If you’re needing to solve quadratic equations for a game, be aware that there are numerical issues with one half of -b +/- sqrt(b^2 - 4ac) when 4ac is small. The way to handle this is to have a case split on the sign of b and then to use the fact that the product of the roots is c/a.

Completing the square is way easier if the variable a in the quadratic equation does not have coefficients, e.g. x² + 3x + 2. Then it’s by far way simpler than having to write out the whole quadratic formula and solve it. But if you have a coefficient for the variable a, it takes way too long.

Ah, I understand now. I guess just the way you worded it made me think differently.

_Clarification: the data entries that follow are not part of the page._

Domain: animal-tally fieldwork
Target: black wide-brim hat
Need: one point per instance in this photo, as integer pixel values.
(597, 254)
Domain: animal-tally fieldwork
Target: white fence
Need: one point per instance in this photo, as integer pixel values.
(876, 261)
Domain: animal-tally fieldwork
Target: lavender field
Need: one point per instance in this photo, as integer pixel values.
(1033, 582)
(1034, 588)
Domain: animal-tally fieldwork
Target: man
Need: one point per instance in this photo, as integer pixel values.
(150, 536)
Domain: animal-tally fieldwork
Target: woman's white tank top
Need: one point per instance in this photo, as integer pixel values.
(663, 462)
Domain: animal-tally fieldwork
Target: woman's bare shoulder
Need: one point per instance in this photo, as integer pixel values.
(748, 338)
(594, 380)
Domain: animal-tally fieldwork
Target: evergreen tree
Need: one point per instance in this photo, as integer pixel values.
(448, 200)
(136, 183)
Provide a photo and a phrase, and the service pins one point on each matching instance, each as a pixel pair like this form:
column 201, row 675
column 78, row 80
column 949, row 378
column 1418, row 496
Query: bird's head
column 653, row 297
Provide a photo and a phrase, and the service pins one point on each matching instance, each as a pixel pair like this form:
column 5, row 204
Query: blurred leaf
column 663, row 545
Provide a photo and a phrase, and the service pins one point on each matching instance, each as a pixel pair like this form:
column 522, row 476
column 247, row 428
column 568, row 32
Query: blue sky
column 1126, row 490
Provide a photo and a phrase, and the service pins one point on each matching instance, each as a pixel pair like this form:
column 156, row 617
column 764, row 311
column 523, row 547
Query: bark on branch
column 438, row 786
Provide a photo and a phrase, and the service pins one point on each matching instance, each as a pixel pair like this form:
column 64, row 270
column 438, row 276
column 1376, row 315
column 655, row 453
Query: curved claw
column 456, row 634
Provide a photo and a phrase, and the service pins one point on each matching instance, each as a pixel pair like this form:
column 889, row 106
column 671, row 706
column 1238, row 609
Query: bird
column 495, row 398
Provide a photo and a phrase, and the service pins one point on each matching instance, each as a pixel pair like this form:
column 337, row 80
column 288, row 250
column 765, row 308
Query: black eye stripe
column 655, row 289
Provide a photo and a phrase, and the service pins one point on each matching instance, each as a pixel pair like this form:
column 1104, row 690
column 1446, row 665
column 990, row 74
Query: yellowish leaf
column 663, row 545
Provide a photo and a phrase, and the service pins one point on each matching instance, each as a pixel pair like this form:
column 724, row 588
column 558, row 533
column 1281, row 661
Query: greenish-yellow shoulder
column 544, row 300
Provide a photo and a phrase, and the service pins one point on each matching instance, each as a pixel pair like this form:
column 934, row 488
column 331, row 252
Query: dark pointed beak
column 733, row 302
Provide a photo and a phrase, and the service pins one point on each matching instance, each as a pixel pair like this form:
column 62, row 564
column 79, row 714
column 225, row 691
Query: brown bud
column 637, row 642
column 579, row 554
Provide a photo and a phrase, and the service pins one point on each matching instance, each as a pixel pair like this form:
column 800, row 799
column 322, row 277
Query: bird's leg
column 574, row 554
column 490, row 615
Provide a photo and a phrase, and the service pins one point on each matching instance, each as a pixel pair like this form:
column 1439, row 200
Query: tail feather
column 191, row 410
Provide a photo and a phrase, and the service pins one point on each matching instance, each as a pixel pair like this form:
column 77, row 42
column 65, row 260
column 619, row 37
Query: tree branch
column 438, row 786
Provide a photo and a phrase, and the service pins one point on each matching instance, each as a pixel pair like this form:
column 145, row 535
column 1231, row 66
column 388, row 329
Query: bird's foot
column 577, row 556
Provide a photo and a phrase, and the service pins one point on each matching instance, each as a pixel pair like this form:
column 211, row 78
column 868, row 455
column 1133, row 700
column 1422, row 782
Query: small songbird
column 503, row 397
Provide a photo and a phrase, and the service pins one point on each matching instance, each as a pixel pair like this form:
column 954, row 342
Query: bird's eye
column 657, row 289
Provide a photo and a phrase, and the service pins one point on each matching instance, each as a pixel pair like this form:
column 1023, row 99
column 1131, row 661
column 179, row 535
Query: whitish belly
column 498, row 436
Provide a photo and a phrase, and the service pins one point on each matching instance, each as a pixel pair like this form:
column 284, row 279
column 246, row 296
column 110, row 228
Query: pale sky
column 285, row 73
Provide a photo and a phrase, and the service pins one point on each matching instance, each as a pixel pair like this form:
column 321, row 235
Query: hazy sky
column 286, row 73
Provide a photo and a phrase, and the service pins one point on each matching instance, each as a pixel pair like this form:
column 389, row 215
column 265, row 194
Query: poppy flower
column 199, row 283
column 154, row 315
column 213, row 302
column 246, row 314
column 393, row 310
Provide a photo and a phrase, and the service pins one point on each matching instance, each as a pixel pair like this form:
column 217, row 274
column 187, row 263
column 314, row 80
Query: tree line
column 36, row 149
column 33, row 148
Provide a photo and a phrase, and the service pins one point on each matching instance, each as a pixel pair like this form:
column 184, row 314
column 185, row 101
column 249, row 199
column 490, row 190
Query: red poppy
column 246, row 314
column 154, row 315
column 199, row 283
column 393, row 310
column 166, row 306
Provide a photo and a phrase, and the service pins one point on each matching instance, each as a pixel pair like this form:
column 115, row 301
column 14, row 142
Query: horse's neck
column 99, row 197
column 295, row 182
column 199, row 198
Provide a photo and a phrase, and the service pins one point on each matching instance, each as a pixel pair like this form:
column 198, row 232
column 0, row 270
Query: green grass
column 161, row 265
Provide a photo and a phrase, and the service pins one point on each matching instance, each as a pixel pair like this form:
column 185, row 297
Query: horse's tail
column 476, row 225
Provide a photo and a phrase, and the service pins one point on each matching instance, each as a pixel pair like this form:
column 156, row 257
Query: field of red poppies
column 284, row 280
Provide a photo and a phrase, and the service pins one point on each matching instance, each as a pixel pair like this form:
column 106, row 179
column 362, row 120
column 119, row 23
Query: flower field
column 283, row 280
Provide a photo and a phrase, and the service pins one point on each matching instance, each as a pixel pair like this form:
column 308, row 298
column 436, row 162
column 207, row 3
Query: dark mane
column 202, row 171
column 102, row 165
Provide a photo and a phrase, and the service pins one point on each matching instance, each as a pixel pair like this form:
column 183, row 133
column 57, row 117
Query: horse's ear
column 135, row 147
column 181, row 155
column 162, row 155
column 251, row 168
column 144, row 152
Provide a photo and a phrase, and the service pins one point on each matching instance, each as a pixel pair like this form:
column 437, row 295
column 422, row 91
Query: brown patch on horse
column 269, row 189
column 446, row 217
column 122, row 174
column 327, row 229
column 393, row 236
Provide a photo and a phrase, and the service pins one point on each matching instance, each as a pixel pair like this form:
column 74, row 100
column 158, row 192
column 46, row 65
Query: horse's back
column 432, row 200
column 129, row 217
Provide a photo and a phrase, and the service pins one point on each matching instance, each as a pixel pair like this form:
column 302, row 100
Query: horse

Not necessarily true. The multiples of the coefficient of “a” you can plugin on the left of a matrix - and the multiples of “c” you can plug in on the right. For example: 5x² + 12x + 4

5|2

1|2

Cross multiply and add 52 + 21 = 12. Which means this is the solution, because it equals the coefficient of x (middle term) - to convert into 2 binomials just do (5x + 2)(x + 2). Obviously, you still have to plug in some numbers, but this way is a lot faster.